If we were looking through a scrapbook of your life, what would be your favorite page?

“My family page. Together, Brian and I have three children and five grandchildren. But if I had to pick one big thing it would be the birth of my daughter. It was something I had always hoped for and wasn’t sure I would be able to have, and I was with her when her kids were born.”

“If we were looking through a scrapbook of your life, what page would you want to rewrite? “I really wouldn’t change a thing. I think my experiences are what makes me who I am.”

“What’s your favorite tool or strategy for maintaining balance in your life? “I think it’s my personal values and beliefs. And on a lighter note—play. Play with friends and family. Be a child sometimes, it’s a great teacher. Remember not to be so serious—children are a great reminder. They say what they think and have a great time. My four-year-old grandson carries on a conversation with all sorts of expressions where he makes up words. I respond the same way—make up words with big expressions with my arms and just have fun.”


What’s the best advice anyone ever gave you, and how did it change your life? “My parents taught me to always be respectful and treat others the way I would like to be treated. I think that applies to all walks of life—friends, family, kids. It makes a difference in how people treat you.”

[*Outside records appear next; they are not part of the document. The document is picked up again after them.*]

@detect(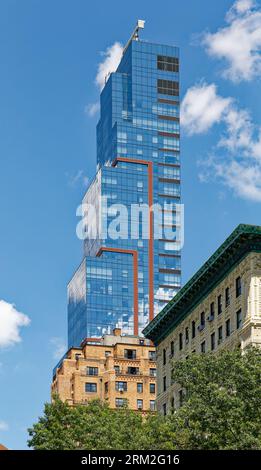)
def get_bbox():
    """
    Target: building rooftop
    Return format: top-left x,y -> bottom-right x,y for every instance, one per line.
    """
143,224 -> 261,345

What wisdom would you share with a young woman entering a career in the professional beauty industry?

“Be a sponge! Connect with people—it’s profound and powerful. Imagine. Be your best, do your best, give your best. Be a role model. Celebrate all wins and be grateful. What keeps you up at night?

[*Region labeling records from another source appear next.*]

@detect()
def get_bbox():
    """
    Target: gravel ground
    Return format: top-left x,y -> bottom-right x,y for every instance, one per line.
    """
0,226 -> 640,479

“Not much. I’m completely exhausted.”

What makes you feel powerful?

“Truly, the support and unconditional love of Brian, my family and my Matrix friends. When you know that and don’t have to worry, it allows you to do what you need to do on the forefront.”

What’s the best thing anyone’s ever told you about yourself?

“You’ve changed my life. You are truly authentic. My husband said I changed his life as well as clients who I’ve made over. The person who said I was authentic was someone I don’t even know very well on Facebook!”

What do you hope to achieve in the next five years?

“I want to make a difference through giving, sharing, leadership and education. I’d like to leave a legacy. Winston Churchill said, “Make a living by what we get, make a life by what we give.” Legacy is about mentoring and being remembered for helping and sharing. I want to make a difference to individuals, but also to the industry. I’ve also always wanted to write a book on makeovers, but not just about the typical makeover—really look in the human soul and spirit and how powerful the touch of the hairdresser is.”